Replacing LSTM by Transformer for Image Captioning

Hi, I’m working now at my diploma and I decided to do Image Captioning. I’ve already implemented CNN -> LSTM (without attention) and it works. Also, I found that when I made 2-layers LSTM performance increased.

Then I decided to replace RNN by Transformer using it almost in the same way (when in case of RNN I put vector that I got from pre-trained CNN to first time-step of LSTM and the caption as an output, in case of Transformer I put this vector to Transformer’s encoder, the caption to Transformer’s decoder and shifted one as aspected output).

So, after this, I found that it doesn’t work well. Maybe the reason for that is that I put to the batch captions of the same length and my tgt_key_padding_mas is always like [False, False, False, False ... ]? (I don’t use src and memory mask, as my input is vector from CNN)

What do you think about that and can you suggest me something to increase the performance?

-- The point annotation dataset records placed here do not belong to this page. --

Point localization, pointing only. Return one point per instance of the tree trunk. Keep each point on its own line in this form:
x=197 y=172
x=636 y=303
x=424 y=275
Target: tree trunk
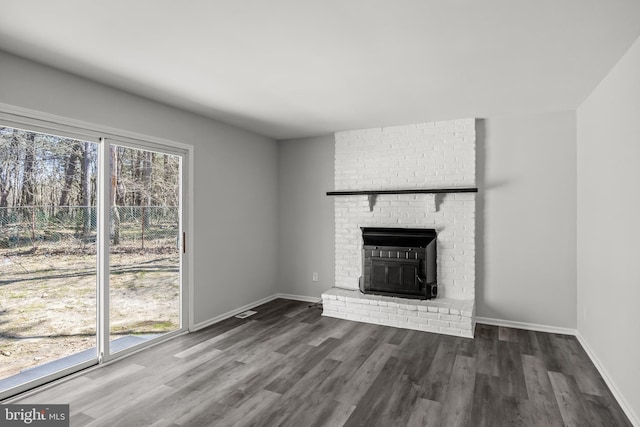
x=85 y=196
x=69 y=175
x=115 y=215
x=146 y=179
x=28 y=184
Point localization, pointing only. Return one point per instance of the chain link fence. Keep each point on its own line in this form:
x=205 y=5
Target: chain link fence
x=71 y=228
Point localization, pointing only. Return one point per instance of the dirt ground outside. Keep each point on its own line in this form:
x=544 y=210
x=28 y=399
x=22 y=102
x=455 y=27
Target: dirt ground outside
x=48 y=302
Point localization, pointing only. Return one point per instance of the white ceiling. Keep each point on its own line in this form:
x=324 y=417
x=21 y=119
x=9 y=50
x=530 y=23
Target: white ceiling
x=294 y=68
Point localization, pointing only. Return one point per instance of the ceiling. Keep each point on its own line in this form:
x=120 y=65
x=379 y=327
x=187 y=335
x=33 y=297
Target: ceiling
x=295 y=68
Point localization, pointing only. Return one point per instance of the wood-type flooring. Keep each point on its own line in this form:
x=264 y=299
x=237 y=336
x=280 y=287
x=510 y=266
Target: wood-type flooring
x=287 y=365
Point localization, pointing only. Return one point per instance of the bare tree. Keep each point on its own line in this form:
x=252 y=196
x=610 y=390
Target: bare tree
x=115 y=214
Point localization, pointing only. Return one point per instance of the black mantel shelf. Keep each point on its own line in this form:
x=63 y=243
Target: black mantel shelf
x=407 y=191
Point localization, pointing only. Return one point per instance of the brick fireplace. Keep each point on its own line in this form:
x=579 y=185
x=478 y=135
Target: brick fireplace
x=426 y=155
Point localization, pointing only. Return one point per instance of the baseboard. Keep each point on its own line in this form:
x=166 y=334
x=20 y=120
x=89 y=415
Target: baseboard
x=633 y=417
x=524 y=325
x=568 y=331
x=299 y=298
x=232 y=313
x=246 y=307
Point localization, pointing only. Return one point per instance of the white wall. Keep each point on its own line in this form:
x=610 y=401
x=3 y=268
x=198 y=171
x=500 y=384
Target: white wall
x=608 y=225
x=235 y=177
x=424 y=155
x=305 y=222
x=526 y=219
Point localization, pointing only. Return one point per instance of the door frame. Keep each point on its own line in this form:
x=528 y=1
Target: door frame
x=58 y=125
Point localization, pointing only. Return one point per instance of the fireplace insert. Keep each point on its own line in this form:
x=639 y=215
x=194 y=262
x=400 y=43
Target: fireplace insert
x=399 y=262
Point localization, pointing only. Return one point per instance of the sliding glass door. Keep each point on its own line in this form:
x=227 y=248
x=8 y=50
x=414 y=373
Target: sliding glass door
x=47 y=254
x=145 y=250
x=91 y=251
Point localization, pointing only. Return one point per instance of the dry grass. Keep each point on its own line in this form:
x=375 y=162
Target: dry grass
x=48 y=302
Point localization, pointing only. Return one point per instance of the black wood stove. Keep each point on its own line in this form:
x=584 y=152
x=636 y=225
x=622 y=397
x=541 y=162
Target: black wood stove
x=399 y=262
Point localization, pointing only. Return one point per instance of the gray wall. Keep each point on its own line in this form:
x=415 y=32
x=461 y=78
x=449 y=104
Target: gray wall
x=608 y=225
x=235 y=177
x=526 y=219
x=305 y=223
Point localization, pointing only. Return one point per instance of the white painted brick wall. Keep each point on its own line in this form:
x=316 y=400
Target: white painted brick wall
x=426 y=155
x=429 y=316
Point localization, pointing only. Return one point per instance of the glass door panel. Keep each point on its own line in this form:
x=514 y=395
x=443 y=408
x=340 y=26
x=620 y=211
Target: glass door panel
x=47 y=255
x=145 y=246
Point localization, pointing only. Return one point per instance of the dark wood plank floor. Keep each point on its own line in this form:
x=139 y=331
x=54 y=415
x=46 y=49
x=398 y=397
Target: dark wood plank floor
x=289 y=366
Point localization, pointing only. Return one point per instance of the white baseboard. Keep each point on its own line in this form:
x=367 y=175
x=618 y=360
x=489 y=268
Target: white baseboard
x=231 y=313
x=299 y=298
x=524 y=325
x=633 y=417
x=246 y=307
x=568 y=331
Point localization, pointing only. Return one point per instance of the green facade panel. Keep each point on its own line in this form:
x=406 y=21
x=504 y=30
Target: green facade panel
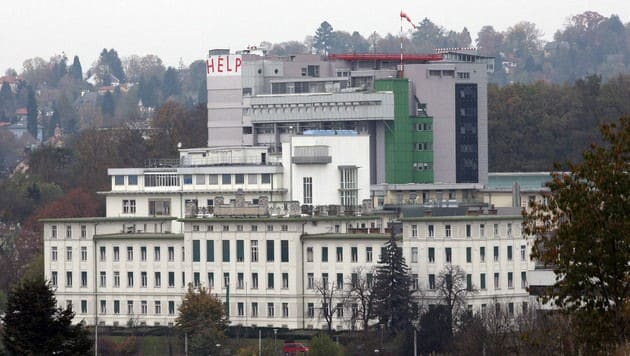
x=408 y=140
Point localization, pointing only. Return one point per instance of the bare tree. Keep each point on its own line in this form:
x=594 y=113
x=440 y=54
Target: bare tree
x=453 y=289
x=360 y=296
x=330 y=294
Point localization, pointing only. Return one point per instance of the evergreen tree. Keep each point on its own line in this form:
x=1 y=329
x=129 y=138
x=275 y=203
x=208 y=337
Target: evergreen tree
x=33 y=325
x=393 y=299
x=76 y=71
x=31 y=106
x=324 y=38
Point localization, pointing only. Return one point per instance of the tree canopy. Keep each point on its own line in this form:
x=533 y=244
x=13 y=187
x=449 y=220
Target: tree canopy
x=34 y=325
x=582 y=231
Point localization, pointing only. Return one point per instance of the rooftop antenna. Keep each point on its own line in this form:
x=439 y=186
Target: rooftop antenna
x=403 y=15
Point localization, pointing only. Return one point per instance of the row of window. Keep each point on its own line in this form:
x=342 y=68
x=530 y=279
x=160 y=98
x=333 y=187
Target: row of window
x=156 y=180
x=448 y=254
x=449 y=230
x=254 y=248
x=54 y=233
x=339 y=253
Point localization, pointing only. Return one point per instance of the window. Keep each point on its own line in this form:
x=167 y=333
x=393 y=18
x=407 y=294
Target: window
x=254 y=250
x=284 y=251
x=129 y=206
x=211 y=279
x=285 y=280
x=240 y=250
x=240 y=280
x=226 y=250
x=414 y=255
x=254 y=280
x=171 y=279
x=308 y=190
x=270 y=252
x=270 y=281
x=348 y=186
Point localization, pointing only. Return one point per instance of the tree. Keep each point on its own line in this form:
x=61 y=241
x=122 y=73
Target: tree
x=323 y=39
x=452 y=289
x=31 y=107
x=202 y=318
x=583 y=233
x=361 y=293
x=393 y=302
x=34 y=325
x=330 y=295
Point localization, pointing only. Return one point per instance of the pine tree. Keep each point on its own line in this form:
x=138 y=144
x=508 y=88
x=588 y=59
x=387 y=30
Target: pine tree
x=31 y=107
x=393 y=301
x=34 y=325
x=76 y=71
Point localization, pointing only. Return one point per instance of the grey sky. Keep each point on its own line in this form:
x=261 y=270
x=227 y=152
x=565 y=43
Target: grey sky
x=186 y=29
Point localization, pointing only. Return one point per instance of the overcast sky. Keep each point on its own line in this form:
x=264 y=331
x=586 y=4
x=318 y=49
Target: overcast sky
x=186 y=29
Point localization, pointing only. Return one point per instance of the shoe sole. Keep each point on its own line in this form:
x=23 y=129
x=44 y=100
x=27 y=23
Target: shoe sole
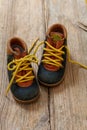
x=28 y=101
x=51 y=85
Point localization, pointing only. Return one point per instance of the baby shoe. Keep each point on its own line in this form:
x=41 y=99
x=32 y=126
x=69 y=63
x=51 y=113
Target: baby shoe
x=53 y=63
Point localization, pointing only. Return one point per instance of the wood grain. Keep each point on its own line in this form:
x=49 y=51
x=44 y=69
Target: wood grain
x=65 y=106
x=18 y=18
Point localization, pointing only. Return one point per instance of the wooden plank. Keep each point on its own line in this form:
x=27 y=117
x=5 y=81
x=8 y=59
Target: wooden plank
x=68 y=101
x=23 y=19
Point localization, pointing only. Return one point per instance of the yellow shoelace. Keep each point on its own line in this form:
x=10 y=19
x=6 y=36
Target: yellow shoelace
x=23 y=63
x=57 y=53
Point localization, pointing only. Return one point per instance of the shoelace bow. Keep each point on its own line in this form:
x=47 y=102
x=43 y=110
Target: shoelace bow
x=23 y=63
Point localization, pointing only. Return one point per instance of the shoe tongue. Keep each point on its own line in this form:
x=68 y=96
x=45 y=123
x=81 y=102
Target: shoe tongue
x=56 y=39
x=19 y=53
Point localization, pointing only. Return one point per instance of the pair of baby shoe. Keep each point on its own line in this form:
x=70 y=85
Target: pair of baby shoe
x=22 y=81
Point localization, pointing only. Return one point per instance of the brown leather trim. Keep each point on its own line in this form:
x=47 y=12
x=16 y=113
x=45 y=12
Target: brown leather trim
x=12 y=41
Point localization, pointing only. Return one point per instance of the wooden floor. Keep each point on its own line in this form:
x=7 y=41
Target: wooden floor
x=65 y=106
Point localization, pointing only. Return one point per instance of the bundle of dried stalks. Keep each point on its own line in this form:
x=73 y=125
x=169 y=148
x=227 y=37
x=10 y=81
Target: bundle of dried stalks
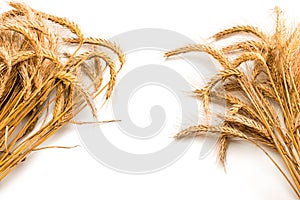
x=263 y=103
x=44 y=63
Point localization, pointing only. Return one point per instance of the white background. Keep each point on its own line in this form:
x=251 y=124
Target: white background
x=74 y=174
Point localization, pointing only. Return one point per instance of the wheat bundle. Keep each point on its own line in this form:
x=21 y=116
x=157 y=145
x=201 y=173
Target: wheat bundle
x=261 y=79
x=44 y=61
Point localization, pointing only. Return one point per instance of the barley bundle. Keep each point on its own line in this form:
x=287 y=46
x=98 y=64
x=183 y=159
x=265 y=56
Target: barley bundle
x=261 y=79
x=45 y=62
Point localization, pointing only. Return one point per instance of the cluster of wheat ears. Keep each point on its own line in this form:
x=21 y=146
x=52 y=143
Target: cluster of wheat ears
x=259 y=83
x=43 y=60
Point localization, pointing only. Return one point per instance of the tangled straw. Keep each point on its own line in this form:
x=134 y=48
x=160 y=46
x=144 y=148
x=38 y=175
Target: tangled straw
x=254 y=97
x=44 y=62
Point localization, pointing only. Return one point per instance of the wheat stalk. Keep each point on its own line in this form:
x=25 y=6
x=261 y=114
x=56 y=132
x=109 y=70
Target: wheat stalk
x=36 y=73
x=273 y=82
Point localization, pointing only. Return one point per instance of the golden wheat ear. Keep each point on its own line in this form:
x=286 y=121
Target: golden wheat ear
x=41 y=86
x=252 y=100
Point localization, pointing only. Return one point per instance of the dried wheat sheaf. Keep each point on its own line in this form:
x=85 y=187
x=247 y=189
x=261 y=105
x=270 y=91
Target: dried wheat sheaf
x=45 y=63
x=261 y=80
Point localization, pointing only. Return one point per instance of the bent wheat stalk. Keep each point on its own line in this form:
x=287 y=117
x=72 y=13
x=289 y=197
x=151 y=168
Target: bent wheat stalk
x=273 y=82
x=44 y=62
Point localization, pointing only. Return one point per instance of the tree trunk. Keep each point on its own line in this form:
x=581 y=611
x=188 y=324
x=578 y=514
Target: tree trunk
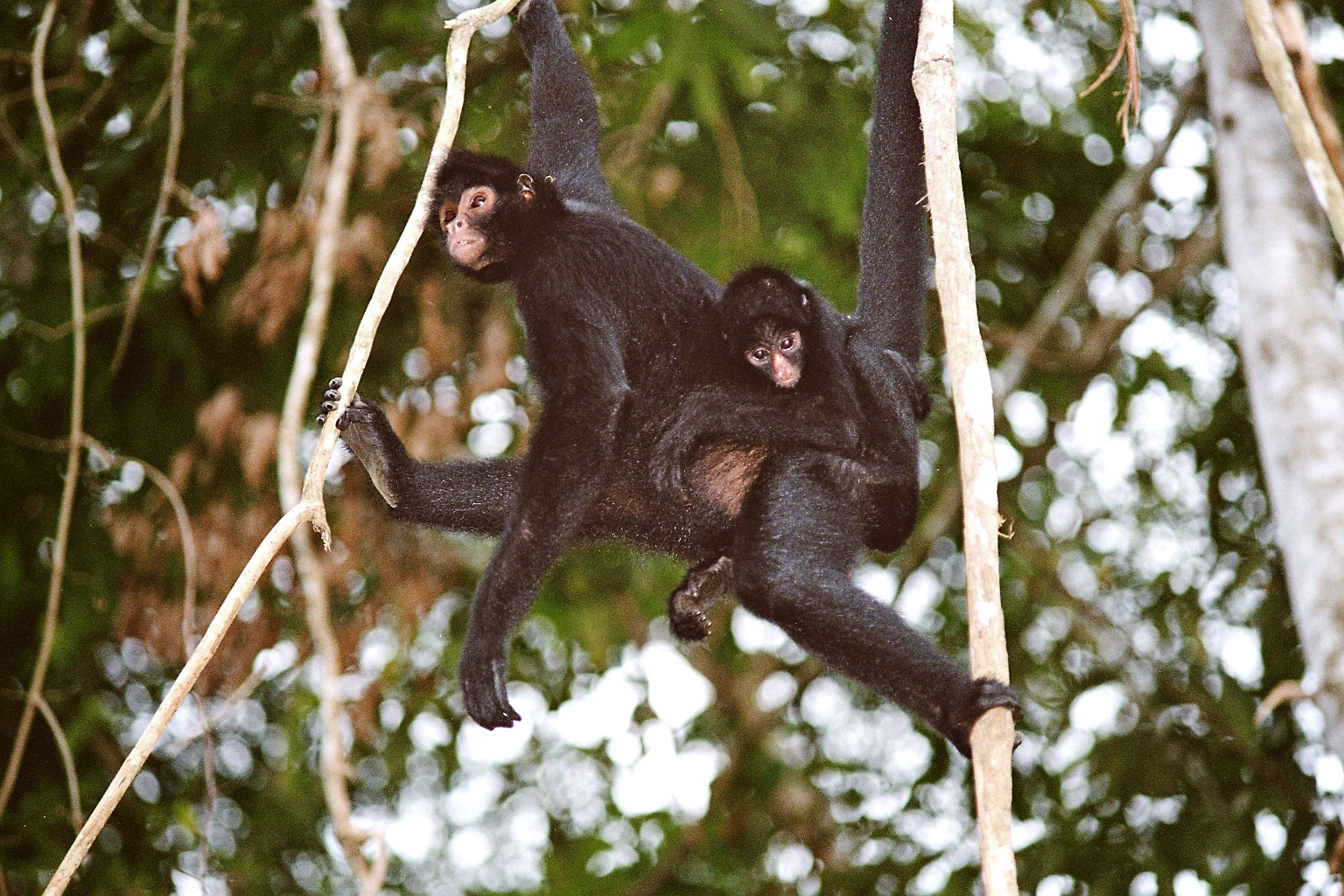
x=1292 y=340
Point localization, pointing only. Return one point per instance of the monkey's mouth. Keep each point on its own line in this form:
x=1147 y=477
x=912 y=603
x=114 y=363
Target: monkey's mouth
x=466 y=250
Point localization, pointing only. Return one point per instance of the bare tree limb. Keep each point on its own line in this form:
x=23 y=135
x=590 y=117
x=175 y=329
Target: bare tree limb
x=992 y=738
x=77 y=388
x=1306 y=140
x=310 y=509
x=165 y=185
x=1292 y=29
x=312 y=575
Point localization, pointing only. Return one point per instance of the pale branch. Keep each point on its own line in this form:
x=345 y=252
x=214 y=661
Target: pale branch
x=165 y=185
x=1292 y=29
x=992 y=738
x=77 y=398
x=312 y=577
x=1306 y=140
x=1128 y=50
x=176 y=693
x=463 y=27
x=310 y=509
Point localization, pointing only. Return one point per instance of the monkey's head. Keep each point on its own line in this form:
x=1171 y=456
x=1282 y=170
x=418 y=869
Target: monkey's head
x=486 y=208
x=767 y=316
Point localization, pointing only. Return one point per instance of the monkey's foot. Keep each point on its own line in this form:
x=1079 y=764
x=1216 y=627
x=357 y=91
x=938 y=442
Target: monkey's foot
x=985 y=695
x=689 y=622
x=702 y=587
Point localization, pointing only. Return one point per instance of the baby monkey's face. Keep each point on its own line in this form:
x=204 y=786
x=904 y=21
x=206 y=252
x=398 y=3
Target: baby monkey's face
x=776 y=349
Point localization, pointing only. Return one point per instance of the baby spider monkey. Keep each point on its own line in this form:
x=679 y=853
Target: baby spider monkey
x=789 y=344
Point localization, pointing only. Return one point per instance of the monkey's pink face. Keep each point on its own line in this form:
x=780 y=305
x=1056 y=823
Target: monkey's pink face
x=461 y=223
x=780 y=359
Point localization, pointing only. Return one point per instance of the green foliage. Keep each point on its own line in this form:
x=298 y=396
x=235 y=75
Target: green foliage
x=1140 y=587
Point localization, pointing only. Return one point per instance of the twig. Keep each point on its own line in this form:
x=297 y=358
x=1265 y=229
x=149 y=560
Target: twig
x=1306 y=141
x=67 y=758
x=143 y=24
x=1128 y=50
x=310 y=509
x=60 y=331
x=67 y=492
x=992 y=738
x=165 y=185
x=312 y=577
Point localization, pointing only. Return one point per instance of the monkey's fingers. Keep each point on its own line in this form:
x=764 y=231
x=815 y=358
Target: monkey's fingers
x=486 y=696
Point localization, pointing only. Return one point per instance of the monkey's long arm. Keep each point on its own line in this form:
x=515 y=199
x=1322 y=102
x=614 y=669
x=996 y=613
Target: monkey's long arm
x=894 y=248
x=564 y=120
x=897 y=401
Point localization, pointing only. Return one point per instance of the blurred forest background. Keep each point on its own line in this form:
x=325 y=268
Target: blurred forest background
x=1148 y=612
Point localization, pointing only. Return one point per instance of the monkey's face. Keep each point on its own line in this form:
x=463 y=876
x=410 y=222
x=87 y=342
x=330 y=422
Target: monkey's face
x=776 y=349
x=474 y=222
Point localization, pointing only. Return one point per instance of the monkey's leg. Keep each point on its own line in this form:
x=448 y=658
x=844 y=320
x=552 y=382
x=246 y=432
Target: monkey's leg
x=704 y=586
x=797 y=542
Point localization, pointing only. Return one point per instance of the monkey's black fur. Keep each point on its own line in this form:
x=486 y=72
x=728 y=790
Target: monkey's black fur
x=843 y=381
x=617 y=339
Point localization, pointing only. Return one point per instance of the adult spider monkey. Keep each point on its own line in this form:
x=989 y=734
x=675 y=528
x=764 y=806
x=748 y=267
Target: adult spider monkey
x=616 y=340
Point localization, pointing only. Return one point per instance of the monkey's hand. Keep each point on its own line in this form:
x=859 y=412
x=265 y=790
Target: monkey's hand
x=985 y=695
x=702 y=587
x=370 y=437
x=481 y=672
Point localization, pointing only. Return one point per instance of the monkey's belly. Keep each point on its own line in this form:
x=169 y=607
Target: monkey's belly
x=722 y=474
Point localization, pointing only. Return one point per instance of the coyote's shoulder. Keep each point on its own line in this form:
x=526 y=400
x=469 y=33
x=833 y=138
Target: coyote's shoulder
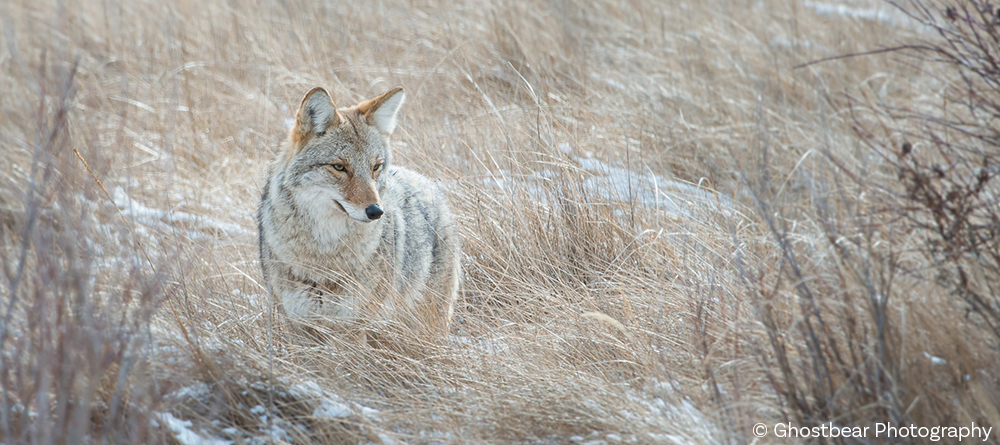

Hi, were you able to solve this? I am currently replacing my LSTM model with transformers and was trying to find any existing literature or source. If you can help me it will be great

Hi, sorry for my delayed answer, but if it can help you, there is a new paper that can help you in your work. They are even available in the Transformers framework. But this work related to QA, not text generation. Quick googling gives me with a pre-trained model from torch hub :slight_smile:
But I kept my project with LSTM as a solution with the transformer failed due to my incorrect usage of the idea of the transformer architecture.